This systematic review examined the content validity of symptom-based measures of diabetic peripheral neuropathy, HIV neuropathy, and chemotherapy-induced peripheral neuropathy.
Use of all FDA-recommended methods to establish content validity was only reported for 2 of 18 measures. Multiple sensory and motor symptoms were included in measures for all 3 conditions; these included numbness, tingling, pain, allodynia, difficulty walking, and cramping. Autonomic symptoms were less frequently included.
Given significant overlap in symptoms between neuropathy etiologies, a measure with content validity for multiple neuropathies with supplemental disease-specific modules could be of great value in the development of disease-modifying treatments for peripheral neuropathies.

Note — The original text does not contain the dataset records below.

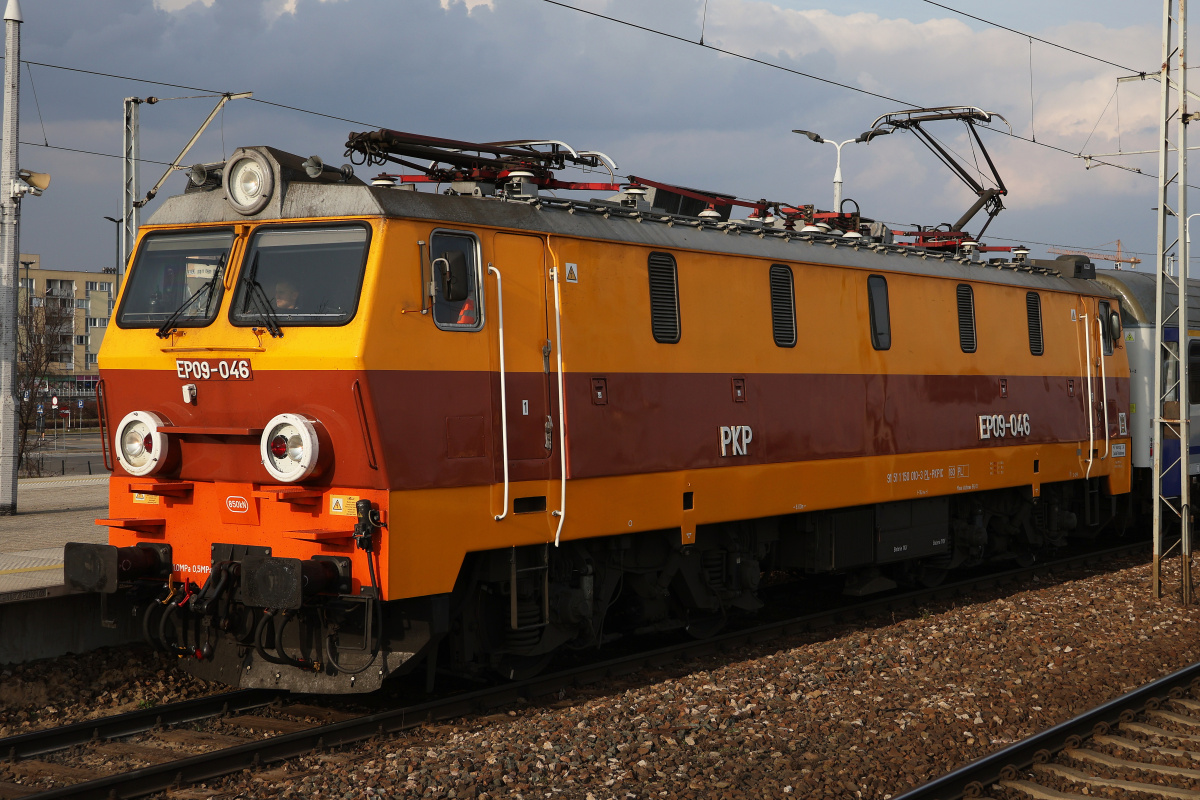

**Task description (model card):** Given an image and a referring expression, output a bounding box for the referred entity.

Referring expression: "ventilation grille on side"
[649,253,679,344]
[770,264,796,347]
[959,283,976,353]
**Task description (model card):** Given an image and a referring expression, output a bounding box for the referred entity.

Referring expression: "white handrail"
[550,266,566,547]
[1080,314,1096,477]
[487,264,509,522]
[1096,317,1109,461]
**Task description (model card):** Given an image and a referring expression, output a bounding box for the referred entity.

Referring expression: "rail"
[895,663,1200,800]
[1096,317,1109,461]
[487,264,509,522]
[0,542,1142,800]
[550,266,566,547]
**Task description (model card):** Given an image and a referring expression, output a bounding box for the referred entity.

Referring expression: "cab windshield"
[116,230,233,327]
[229,225,370,326]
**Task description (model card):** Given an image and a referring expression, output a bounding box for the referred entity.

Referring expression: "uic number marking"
[175,359,254,380]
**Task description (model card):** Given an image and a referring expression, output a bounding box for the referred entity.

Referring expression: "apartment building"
[17,253,116,396]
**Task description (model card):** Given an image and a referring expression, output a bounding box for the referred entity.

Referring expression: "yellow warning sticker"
[329,494,361,517]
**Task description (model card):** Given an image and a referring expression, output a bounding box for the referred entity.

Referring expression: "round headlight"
[113,411,167,476]
[222,149,275,215]
[258,414,319,483]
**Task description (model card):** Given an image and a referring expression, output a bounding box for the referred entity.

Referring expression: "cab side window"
[1098,302,1112,355]
[430,231,484,331]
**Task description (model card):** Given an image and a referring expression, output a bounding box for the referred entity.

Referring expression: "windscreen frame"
[227,219,374,327]
[112,225,238,330]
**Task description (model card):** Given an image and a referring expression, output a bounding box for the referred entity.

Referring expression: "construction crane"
[1046,239,1141,270]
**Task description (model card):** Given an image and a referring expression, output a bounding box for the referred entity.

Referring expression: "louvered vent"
[959,283,976,353]
[1025,291,1045,355]
[649,253,679,344]
[770,264,796,347]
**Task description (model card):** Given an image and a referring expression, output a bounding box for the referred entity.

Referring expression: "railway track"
[896,663,1200,800]
[0,543,1142,800]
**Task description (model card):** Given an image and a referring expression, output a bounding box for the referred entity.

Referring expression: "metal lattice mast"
[1152,0,1192,603]
[116,97,139,290]
[0,0,24,516]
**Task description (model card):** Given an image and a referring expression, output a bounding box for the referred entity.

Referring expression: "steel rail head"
[0,688,284,760]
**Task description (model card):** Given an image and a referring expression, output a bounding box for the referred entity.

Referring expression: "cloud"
[9,0,1160,266]
[154,0,215,12]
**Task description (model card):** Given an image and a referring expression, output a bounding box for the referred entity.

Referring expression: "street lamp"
[104,217,121,275]
[792,128,892,213]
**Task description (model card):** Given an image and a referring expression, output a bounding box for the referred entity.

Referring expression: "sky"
[0,0,1180,270]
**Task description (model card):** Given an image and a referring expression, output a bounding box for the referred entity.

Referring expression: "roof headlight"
[113,411,167,477]
[222,148,275,215]
[259,414,320,483]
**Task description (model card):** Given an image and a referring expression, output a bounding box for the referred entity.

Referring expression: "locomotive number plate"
[175,359,254,380]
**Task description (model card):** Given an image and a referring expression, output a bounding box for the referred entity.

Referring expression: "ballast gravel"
[0,551,1200,800]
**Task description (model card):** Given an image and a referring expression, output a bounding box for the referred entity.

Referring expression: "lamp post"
[104,217,122,275]
[792,128,892,213]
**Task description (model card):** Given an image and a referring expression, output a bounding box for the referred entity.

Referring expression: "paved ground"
[0,473,108,603]
[0,473,108,553]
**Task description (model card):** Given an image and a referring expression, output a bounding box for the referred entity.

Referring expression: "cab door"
[492,233,554,481]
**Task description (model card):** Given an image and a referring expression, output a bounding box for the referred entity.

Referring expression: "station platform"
[0,473,138,664]
[0,474,108,603]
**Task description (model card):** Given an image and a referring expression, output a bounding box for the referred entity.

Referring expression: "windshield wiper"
[158,253,226,339]
[241,251,283,338]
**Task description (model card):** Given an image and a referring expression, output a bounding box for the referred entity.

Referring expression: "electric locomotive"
[65,120,1134,693]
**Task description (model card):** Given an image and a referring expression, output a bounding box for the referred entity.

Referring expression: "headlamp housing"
[258,414,320,483]
[113,411,168,477]
[221,148,275,216]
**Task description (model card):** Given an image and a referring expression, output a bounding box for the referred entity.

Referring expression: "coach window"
[958,283,978,353]
[430,231,484,331]
[116,230,233,327]
[1025,291,1045,355]
[648,253,679,344]
[229,224,371,326]
[866,275,892,350]
[770,264,796,347]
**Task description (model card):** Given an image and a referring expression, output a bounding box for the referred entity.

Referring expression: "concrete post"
[0,0,24,516]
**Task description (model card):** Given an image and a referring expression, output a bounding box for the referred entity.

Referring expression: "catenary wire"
[0,8,1180,253]
[542,0,1156,179]
[922,0,1144,74]
[22,142,172,167]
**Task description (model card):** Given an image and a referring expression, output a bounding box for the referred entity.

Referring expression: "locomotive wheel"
[917,564,949,589]
[684,613,725,639]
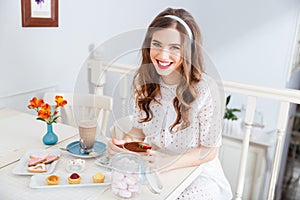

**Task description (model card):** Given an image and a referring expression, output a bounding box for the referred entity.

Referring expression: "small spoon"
[95,156,112,169]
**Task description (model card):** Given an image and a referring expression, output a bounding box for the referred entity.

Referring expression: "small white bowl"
[66,159,85,172]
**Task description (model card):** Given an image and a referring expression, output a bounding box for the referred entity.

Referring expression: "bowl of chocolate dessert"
[123,142,151,153]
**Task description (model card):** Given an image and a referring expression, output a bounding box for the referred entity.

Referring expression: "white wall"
[0,0,300,125]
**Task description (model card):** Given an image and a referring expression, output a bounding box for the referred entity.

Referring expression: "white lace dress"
[133,75,232,200]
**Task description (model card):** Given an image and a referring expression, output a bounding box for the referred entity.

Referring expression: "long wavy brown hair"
[133,8,204,131]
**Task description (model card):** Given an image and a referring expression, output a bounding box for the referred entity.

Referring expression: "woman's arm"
[144,146,219,172]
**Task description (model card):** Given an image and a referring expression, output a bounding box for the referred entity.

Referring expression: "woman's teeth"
[157,61,172,67]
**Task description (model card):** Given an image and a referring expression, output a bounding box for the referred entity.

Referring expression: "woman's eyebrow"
[152,39,180,47]
[152,40,161,44]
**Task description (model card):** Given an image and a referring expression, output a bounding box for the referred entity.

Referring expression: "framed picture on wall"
[21,0,58,27]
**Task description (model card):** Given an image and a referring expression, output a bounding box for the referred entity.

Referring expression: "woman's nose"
[160,49,170,58]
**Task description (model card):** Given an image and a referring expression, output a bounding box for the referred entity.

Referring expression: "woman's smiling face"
[150,28,183,84]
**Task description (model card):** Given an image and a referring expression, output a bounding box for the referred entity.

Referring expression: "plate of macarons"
[29,171,111,188]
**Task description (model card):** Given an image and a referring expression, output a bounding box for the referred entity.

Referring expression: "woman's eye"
[171,46,180,50]
[152,42,160,47]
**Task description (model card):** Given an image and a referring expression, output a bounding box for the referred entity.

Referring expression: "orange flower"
[27,96,67,124]
[55,96,67,107]
[38,103,51,119]
[28,97,44,109]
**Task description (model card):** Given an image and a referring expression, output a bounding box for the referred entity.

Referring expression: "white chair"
[109,115,132,139]
[43,92,113,136]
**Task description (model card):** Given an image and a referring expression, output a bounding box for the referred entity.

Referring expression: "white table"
[0,109,201,200]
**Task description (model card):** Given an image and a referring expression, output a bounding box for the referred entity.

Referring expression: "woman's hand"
[106,138,126,157]
[142,149,177,172]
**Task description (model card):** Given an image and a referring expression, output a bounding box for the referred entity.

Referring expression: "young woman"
[108,8,232,200]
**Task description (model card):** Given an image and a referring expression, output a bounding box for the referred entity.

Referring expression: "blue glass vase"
[43,124,58,145]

Even within a single etiology, peripheral neuropathy presents as a diverse array of sensory, motor, and autonomic symptoms of varying severity. The heterogeneity of these signs and symptoms increases when neuropathies of multiple etiologies are considered, therefore, peripheral neuropathy can be difficult to evaluate quantitatively in clinical trials. No treatments for axonal peripheral neuropathy are approved by the U.S. Food and Drug Administration (FDA) or Europe-an Medicines Agency (EMA), with the exception of tafamidis, which is approved for familial amyloid neuropathy, an uncommon polyneuropathy. The failure to identify disease-modifying treatments for peripheral neuropathy may be due in part to limitations of available outcome measures.1–4
The FDA held a public workshop on “Clinical Development Programs for Disease-Modifying Agents for Peripheral Neuropathy” in February 2013 that included presentations and discussions of outcome measures that could be used to assess the efficacy of disease-modifying agents. There was general agreement that the evaluation of disease modification in peripheral neuropathy can be improved, and this review was undertaken to identify next steps to modify existing peripheral neuropathy measures or develop novel measures. Although many measures of peripheral neuropathy exist, no systematic evaluation of the content validity (i.e., the extent to which an instrument measures the concept of interest)5 has been performed for these measures. Published references outline well-specified criteria to demonstrate that a self-report measure has at least achieved minimal standards to be used in research, clinical practice, and clinical trials.6 The FDA has published a guidance that describes the process for developing and subsequently qualifying patient- or clinician-reported outcome (PRO or CRO) measures that outlines steps to be taken to satisfy the above-mentioned criteria. Although the guidance outlines a development process that would be used specifically as a basis for regulatory approval and labeling,5,7 this guidance could also serve as a framework for developing valid and reliable measures for research outside the purview of the regulatory process. To ensure that a measure adequately captures the intended concept of use, the initial stages of development should include a comprehensive assessment of content validity in the intended population of use that is based on, review of available literature, expert input, and contributions from patients.5
The goals of this review are to summarize the published evidence of content validity for existing symptom measures in 3 prevalent conditions for which outcome measures have been developed and to compare and contrast the content and format of the items in disease-specific neuropathy measures. Achieving these goals will support the appropriate selection of currently available PRO and CRO measures of patient-reported symptoms. These data can serve as a foundation for development of novel symptom measures and refinement of existing tools for use in clinical trials in patients who have diverse peripheral neuropathies.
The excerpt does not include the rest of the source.